Gennady Davydko


Gennady Davydko is a Belarusian politician and TV propagandist, included in the sanctions list of the European Union in 2011 - 2016.

Biography

Gennady Davydko was born in Sianno, Byelorussian Soviet Socialist Republic.
He grew up in the Russian Far East. He graduated from the Far Eastern Pedagogical Institute of Arts in Vladivostok, Russia as a drama producer, and from the Belarusian State Academy of Arts. He started his career at the Maxim Gorky Drama Theatre in Orenburg, Russia.
After military service, he worked as an actor in the Vincent Dunin-Marcinkievich Drama and Comedy Theatre in Mahiliou.
In 1981 Davydko became an actor at the Yanka Kupala National Academic Theatre in Minsk. In 1997 later became the theatre's director. During his career, Davydko played minor roles in several Russian and Belarusian movies.
From 2004 till 2012 Davydko was member of the lower house of the parliament of Belarus. The parliamentary elections of 2004 and 2008 were not recognized as free and fair by the OSCE, the United States and the European Union.
Davydko is also an advisor on cultural issues and co-chair of the Listapad Film Festival.
Since December 28, 2010 Davydko is chairman of the National State Television and Radio Company of the Republic of Belarus. As head of the state television, Davydko personally read the background text in a widely known propaganda film denigrating the democratic opposition.
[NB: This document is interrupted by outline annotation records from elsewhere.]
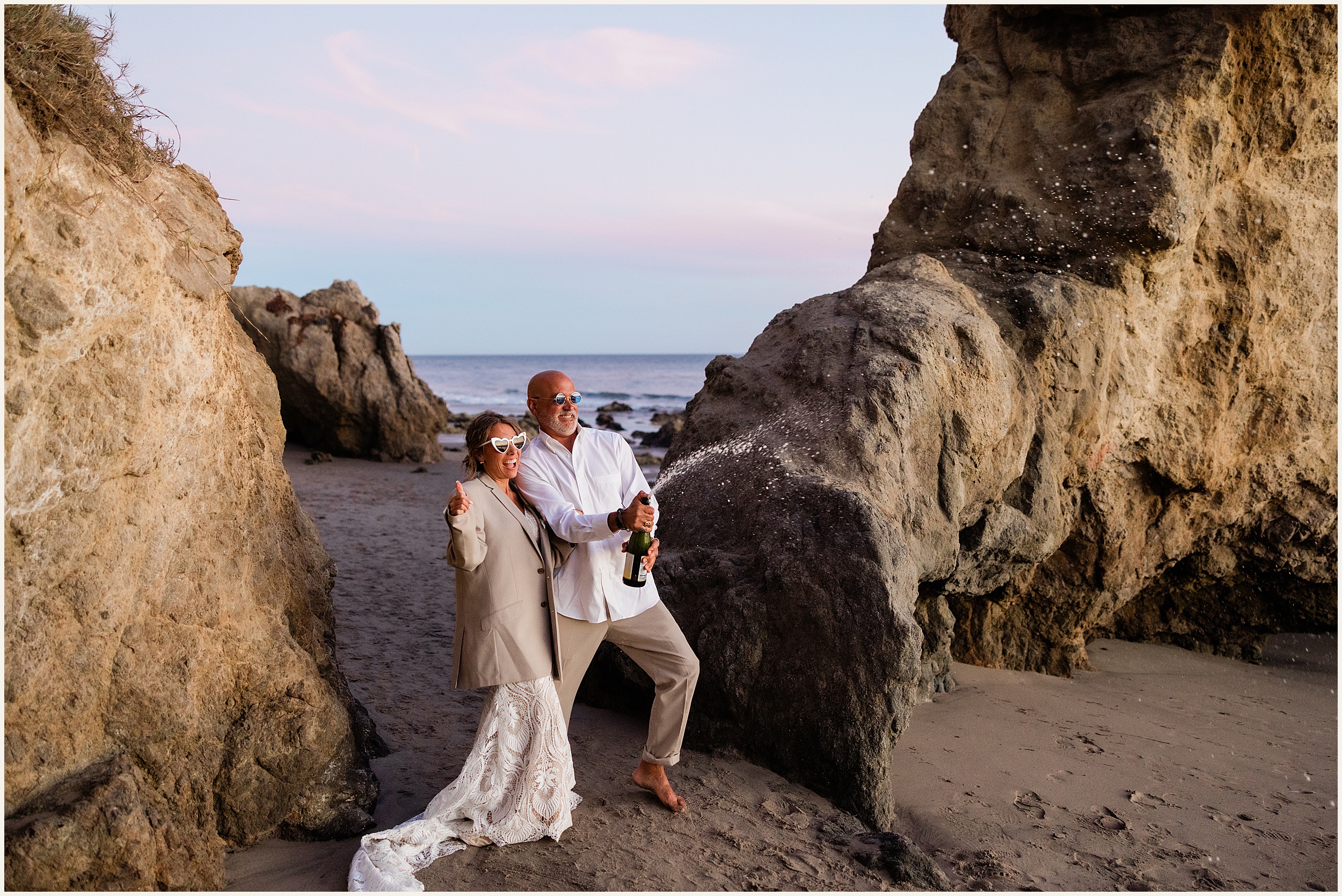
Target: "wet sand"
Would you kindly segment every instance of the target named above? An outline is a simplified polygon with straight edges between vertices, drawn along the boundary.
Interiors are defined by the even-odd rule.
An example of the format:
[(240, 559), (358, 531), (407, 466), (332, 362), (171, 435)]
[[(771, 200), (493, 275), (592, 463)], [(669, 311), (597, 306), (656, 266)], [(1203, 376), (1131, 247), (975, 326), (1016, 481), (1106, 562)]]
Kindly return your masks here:
[[(285, 461), (340, 567), (341, 668), (393, 750), (373, 762), (386, 828), (452, 779), (482, 706), (450, 684), (442, 508), (460, 455), (415, 472), (306, 465), (307, 453)], [(1099, 671), (1074, 679), (957, 664), (961, 687), (914, 711), (894, 765), (898, 829), (953, 885), (1335, 887), (1335, 651), (1255, 667), (1104, 641), (1091, 657)], [(894, 888), (855, 857), (852, 816), (730, 755), (684, 751), (670, 775), (691, 809), (667, 813), (628, 781), (644, 735), (646, 722), (576, 707), (573, 828), (560, 842), (447, 856), (420, 873), (425, 888)], [(227, 857), (228, 887), (344, 889), (356, 848), (264, 841)]]

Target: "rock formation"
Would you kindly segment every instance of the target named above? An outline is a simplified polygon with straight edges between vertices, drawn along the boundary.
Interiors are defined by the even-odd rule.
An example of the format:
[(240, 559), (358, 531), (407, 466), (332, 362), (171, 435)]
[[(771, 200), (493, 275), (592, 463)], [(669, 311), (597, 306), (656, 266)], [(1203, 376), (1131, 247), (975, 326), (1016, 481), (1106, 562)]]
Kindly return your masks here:
[(291, 439), (337, 455), (437, 463), (447, 404), (415, 376), (401, 325), (380, 325), (353, 280), (299, 298), (235, 286), (234, 314), (275, 372)]
[(219, 888), (225, 846), (372, 821), (336, 569), (209, 181), (132, 181), (8, 85), (4, 121), (5, 887)]
[(690, 743), (882, 826), (951, 656), (1337, 618), (1335, 8), (946, 28), (867, 275), (715, 358), (658, 482)]

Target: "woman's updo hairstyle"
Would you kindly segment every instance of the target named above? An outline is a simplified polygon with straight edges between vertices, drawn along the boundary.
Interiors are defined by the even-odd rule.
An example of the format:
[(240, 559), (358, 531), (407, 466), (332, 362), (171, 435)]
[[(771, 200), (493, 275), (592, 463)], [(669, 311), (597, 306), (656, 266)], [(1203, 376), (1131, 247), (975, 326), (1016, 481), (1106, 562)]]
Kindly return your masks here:
[(518, 425), (517, 420), (505, 417), (497, 410), (486, 410), (478, 414), (466, 428), (466, 457), (462, 459), (462, 467), (466, 468), (467, 480), (475, 479), (476, 473), (484, 472), (484, 461), (480, 460), (480, 452), (486, 448), (494, 451), (494, 447), (490, 444), (490, 429), (501, 423), (513, 427), (513, 432), (522, 432), (522, 427)]

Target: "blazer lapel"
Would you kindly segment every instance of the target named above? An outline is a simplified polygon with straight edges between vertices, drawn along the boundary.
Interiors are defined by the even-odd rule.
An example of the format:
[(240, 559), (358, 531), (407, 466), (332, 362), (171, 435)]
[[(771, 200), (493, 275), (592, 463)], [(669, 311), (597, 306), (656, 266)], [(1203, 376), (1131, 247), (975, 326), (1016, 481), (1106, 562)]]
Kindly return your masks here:
[[(507, 512), (513, 514), (513, 519), (517, 520), (517, 524), (522, 527), (522, 534), (526, 535), (526, 543), (531, 546), (531, 549), (535, 551), (537, 557), (539, 557), (541, 559), (545, 559), (545, 555), (541, 554), (539, 545), (537, 545), (535, 539), (531, 538), (531, 533), (526, 527), (526, 520), (522, 518), (522, 511), (517, 508), (517, 504), (514, 504), (513, 500), (507, 495), (505, 495), (503, 491), (498, 486), (495, 486), (494, 482), (488, 476), (480, 476), (480, 482), (483, 482), (488, 487), (488, 490), (491, 492), (494, 492), (494, 498), (497, 498), (498, 502), (501, 504), (503, 504), (503, 507), (507, 510)], [(531, 512), (535, 512), (534, 508), (533, 508)], [(541, 522), (539, 516), (537, 516), (535, 519), (537, 519), (537, 522), (541, 526), (545, 524), (545, 523)]]

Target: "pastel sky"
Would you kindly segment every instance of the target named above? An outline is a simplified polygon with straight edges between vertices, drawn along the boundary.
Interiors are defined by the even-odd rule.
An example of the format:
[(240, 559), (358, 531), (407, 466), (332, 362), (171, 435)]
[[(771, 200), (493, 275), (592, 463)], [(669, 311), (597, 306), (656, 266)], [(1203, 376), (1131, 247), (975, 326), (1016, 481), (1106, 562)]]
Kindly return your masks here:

In 2014 he was the head of professional jury who selected the artists and songs for national selection of an entrant to Eurovision Song Contest 2014.
In January 2018 he was elected the head of Belarusian public association Belaya Rus.

Accusations, EU sanctions

In 2011, after the wave of repressions that followed the 2010 presidential election in Belarus, Davydko and several other top managers and employees of major state media became subject to an EU travel ban and asset freeze as part of a sanctions list of 208 individuals responsible for political repressions, electoral fraud and propaganda. The sanctions were lifted in 2016.
According to the EU Council's decision, Gennady Davydko was "responsible for promoting state propaganda on TV, propaganda which supported and justified the repression of the democratic opposition and of civil society after the elections in December 2010. Democratic opposition and civil society are systematically highlighted in a negative and derogatory way using falsified information."